- A Agência Nacional de Saúde Suplementar (ANS) estabeleceu um prazo até sexta-feira, dia 19, para que a Unimed Ferj e a Oncoclínicas resolvam problemas no atendimento a pacientes oncológicos.
- A medida foi tomada devido a interrupções nos tratamentos e ao aumento da insatisfação entre os beneficiários.
- A ANS exigiu a criação de um canal exclusivo para pacientes com câncer, visando esclarecer dúvidas sobre medicamentos e horários de atendimento.
- A Unimed Ferj deve comunicar claramente que os pacientes em tratamento nas unidades da Oncoclínicas precisam buscar seus prontuários médicos para continuidade do atendimento.
- A Unimed Ferj enfrenta uma dívida de cerca de R$ 1 bilhão e a pressão aumenta à medida que os consumidores aguardam soluções concretas.
A Agência Nacional de Saúde Suplementar (ANS) estabeleceu um prazo até sexta-feira, dia 19, para que a Unimed Ferj e a Oncoclínicas solucionem os problemas relacionados ao atendimento de pacientes oncológicos.
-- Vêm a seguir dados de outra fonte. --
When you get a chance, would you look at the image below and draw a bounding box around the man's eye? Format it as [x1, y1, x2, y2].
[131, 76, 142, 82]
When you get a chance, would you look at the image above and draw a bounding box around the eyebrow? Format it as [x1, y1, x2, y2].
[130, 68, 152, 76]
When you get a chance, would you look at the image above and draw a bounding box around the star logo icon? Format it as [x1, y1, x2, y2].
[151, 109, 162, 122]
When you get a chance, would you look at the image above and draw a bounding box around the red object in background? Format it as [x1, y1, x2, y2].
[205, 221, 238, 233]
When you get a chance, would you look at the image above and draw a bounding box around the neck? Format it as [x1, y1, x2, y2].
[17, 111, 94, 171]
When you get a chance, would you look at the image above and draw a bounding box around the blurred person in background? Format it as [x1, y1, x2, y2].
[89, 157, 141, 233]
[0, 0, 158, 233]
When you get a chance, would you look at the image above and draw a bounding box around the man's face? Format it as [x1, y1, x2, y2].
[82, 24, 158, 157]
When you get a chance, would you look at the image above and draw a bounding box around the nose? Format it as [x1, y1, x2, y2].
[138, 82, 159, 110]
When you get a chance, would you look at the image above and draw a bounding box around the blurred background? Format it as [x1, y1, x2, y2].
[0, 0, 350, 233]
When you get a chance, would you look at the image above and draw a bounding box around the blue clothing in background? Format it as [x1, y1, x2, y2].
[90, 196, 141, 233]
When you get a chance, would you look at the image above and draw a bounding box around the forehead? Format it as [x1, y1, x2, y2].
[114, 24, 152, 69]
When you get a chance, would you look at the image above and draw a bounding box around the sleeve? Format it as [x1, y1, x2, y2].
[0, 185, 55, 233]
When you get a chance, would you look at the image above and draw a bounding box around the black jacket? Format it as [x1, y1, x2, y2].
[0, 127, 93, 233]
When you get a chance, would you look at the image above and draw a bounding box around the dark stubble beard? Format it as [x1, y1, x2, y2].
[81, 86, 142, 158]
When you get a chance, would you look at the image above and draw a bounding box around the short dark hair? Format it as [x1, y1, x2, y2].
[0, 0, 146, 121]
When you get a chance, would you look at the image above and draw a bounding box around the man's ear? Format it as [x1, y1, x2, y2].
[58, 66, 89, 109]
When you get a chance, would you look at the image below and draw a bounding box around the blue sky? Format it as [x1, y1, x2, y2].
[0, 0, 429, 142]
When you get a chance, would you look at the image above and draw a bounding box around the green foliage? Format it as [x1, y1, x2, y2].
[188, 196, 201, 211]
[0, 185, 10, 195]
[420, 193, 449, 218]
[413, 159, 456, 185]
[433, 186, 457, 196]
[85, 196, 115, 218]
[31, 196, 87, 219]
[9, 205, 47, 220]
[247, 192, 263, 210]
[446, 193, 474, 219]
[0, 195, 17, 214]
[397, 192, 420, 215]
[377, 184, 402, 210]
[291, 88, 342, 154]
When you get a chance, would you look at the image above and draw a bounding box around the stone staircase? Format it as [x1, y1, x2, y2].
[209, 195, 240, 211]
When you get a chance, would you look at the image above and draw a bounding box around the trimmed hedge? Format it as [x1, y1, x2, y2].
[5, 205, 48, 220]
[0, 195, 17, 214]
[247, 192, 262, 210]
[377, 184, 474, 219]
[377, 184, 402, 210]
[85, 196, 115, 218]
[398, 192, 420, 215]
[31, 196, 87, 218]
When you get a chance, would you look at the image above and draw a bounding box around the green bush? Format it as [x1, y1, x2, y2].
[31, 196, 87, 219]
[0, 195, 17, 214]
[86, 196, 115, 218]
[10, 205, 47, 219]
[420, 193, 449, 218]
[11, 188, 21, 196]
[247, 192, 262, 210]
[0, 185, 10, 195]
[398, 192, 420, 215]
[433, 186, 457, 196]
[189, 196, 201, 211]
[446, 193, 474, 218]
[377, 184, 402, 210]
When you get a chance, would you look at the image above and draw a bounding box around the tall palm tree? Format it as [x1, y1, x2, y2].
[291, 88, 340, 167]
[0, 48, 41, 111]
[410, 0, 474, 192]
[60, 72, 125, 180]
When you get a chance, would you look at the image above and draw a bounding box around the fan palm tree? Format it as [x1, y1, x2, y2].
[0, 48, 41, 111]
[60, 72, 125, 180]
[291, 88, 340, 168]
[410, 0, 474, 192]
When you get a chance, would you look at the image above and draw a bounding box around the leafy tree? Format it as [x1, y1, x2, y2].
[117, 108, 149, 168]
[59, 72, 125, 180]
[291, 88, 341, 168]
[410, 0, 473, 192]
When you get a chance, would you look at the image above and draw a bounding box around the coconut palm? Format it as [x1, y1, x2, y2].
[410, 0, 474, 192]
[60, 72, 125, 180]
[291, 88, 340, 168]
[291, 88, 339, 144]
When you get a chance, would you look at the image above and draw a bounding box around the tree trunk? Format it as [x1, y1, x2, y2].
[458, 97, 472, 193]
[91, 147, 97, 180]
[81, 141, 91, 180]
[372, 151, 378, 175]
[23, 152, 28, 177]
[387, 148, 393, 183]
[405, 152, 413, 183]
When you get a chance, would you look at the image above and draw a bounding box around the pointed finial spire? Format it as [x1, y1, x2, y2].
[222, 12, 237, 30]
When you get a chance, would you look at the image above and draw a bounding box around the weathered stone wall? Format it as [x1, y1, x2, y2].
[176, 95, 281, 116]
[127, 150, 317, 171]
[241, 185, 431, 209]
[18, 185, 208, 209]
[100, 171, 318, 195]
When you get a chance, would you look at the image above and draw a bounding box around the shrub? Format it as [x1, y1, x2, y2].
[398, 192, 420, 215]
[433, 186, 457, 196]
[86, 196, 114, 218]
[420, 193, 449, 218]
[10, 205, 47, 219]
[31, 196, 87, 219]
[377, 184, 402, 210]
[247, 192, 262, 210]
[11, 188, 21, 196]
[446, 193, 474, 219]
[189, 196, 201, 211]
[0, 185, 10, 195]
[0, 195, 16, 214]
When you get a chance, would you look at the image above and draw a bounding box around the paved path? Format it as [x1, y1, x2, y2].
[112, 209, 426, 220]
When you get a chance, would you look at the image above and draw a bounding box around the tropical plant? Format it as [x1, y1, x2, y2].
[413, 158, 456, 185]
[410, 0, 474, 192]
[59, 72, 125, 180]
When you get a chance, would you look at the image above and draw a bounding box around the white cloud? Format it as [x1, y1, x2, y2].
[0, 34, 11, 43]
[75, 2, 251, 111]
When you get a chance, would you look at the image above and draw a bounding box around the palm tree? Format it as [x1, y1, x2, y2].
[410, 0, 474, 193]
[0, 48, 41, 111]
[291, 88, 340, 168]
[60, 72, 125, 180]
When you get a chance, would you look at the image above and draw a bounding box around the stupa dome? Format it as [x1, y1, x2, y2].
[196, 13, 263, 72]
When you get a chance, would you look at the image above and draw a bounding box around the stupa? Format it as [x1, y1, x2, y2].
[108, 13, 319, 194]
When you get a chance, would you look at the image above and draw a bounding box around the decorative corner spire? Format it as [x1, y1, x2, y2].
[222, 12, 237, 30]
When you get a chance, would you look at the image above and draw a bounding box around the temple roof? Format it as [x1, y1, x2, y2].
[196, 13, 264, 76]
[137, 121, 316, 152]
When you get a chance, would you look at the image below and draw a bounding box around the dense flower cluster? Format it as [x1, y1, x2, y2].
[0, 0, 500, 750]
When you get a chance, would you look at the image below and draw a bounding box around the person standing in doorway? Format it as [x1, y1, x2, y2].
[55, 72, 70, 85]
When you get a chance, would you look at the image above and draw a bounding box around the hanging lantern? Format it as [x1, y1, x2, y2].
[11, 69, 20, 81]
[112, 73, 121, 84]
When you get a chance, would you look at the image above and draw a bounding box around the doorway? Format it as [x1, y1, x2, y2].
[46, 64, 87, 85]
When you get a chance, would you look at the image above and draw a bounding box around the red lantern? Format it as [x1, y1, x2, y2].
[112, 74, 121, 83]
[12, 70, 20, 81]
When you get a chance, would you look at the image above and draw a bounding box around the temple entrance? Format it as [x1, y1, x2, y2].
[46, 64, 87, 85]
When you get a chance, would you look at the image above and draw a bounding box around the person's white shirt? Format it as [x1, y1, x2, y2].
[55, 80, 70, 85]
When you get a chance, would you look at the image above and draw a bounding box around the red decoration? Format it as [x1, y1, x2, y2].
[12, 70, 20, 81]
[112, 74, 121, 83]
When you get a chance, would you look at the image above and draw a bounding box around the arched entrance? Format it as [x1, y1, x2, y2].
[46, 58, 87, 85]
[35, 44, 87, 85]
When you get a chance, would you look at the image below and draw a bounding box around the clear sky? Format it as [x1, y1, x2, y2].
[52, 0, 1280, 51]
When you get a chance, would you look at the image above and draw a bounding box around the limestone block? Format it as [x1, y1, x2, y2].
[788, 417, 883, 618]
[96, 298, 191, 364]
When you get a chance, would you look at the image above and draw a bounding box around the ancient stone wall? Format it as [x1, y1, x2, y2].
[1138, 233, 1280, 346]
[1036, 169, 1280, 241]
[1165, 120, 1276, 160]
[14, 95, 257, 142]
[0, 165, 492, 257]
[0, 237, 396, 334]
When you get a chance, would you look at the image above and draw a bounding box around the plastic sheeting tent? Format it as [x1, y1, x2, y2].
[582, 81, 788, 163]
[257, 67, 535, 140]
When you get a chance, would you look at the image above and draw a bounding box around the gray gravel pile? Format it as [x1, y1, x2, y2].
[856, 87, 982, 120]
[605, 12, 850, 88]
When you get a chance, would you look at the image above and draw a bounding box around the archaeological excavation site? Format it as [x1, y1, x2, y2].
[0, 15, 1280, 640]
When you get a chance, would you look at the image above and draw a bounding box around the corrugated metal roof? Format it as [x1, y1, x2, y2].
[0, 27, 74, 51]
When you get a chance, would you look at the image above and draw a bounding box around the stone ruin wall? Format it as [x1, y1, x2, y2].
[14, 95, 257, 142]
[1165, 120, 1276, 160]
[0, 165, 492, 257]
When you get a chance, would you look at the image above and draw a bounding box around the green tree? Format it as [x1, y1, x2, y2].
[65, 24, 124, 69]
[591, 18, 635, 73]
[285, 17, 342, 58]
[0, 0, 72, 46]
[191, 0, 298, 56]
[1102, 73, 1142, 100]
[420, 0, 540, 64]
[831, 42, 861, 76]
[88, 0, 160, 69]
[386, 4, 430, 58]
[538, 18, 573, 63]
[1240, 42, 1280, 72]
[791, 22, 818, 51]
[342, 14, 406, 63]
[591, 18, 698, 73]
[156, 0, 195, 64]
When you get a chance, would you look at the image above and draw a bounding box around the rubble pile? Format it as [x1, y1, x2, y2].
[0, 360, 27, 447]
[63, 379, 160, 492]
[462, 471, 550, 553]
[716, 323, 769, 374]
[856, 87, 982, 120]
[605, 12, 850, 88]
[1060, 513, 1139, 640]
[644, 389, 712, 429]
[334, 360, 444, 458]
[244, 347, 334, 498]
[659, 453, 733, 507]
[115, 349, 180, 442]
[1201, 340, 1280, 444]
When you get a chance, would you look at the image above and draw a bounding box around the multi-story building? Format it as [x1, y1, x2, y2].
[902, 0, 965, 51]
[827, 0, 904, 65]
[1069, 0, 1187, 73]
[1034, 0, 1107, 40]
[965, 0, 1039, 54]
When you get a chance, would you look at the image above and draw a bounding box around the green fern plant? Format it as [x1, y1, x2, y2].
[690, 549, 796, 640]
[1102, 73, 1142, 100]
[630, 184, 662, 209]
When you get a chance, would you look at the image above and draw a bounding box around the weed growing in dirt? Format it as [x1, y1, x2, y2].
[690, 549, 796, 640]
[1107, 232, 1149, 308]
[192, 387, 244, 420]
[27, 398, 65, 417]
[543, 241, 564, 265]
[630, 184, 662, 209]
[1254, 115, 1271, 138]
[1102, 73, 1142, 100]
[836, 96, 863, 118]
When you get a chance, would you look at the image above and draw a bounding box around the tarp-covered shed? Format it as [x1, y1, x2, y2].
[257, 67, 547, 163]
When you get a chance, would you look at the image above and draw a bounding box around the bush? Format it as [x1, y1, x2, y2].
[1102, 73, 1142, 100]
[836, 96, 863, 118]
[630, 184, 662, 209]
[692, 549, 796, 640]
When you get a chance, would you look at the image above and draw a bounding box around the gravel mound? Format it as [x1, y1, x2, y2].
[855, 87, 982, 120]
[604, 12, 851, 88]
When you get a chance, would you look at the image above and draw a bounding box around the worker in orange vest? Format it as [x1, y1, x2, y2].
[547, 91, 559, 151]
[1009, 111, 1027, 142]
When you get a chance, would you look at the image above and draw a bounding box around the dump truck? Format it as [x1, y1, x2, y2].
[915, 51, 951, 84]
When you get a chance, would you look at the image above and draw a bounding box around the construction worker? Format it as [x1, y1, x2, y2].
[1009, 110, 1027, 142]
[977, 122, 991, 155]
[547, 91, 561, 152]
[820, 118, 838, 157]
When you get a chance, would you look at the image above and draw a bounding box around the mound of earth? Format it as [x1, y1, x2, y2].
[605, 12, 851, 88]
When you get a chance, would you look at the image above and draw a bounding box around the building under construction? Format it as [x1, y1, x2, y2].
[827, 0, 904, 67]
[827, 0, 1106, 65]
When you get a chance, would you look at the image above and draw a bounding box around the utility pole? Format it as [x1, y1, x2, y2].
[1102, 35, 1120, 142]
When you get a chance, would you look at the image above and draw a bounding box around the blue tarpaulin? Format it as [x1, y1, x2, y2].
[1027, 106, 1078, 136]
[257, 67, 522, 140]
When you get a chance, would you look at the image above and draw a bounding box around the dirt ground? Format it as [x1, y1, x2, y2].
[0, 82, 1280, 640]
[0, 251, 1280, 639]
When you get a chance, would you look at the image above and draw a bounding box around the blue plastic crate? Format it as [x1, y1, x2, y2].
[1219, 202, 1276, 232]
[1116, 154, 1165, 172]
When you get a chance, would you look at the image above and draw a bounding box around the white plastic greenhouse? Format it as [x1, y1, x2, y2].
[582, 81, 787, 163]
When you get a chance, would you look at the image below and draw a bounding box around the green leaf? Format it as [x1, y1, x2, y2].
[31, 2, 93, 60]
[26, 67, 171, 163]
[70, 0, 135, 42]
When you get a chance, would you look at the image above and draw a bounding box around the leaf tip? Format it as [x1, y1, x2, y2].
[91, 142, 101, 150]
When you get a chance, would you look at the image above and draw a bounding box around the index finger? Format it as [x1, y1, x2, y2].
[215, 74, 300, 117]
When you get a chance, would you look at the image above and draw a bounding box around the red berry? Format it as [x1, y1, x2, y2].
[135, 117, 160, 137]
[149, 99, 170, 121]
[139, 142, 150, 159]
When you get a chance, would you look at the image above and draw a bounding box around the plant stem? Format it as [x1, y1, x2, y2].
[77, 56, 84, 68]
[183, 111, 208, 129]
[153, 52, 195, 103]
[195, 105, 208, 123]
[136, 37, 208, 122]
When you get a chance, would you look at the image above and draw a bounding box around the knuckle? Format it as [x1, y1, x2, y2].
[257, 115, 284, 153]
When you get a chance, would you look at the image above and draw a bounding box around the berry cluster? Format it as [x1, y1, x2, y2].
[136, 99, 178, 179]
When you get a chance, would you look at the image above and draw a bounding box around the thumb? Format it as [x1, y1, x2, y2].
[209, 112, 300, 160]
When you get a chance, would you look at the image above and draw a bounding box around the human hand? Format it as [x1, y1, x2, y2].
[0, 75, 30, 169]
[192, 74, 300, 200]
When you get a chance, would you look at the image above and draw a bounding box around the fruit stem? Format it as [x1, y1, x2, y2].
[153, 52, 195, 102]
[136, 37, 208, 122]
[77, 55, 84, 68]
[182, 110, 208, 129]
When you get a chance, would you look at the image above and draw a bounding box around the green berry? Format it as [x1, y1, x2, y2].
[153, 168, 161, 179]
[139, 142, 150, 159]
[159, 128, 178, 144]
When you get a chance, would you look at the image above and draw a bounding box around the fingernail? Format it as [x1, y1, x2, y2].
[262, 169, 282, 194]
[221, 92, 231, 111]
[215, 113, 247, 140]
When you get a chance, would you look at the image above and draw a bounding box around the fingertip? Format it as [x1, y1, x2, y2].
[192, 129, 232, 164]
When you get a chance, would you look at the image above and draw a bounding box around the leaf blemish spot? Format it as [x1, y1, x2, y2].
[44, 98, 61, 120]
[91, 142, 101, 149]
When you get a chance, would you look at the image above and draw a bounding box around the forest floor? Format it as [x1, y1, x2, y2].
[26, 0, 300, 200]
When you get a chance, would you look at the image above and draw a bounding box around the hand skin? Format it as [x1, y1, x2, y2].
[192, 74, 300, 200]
A medida surge em resposta a interrupções nos tratamentos e ao aumento da insatisfação entre os beneficiários.
Durante uma reunião realizada na última segunda-feira, a ANS expressou sua preocupação com a situação atual e determinou que a Unimed Ferj crie um canal exclusivo para atender pacientes com câncer. O objetivo é garantir um atendimento rápido e eficaz, esclarecendo dúvidas sobre medicamentos e horários de atendimento. Além disso, a ANS exigiu que a Unimed comunique de forma clara que os pacientes que estavam em tratamento nas unidades da Oncoclínicas devem buscar seus prontuários médicos para dar continuidade ao atendimento.
A insatisfação dos beneficiários se intensificou devido à falta de informações e à desorganização interna da Unimed Ferj, que enfrenta uma dívida próxima de R$ 1 bilhão. A Oncoclínicas, por sua vez, comprometeu-se a atender os clientes da Unimed até outubro, mas a cooperativa admitiu dificuldades em manter a continuidade dos tratamentos.
A pressão sobre a Unimed Ferj e a Oncoclínicas aumenta à medida que os consumidores aguardam respostas concretas. A ANS intensificou a fiscalização sobre a operadora, buscando garantir que os direitos dos pacientes sejam respeitados e que os serviços essenciais sejam restabelecidos com urgência.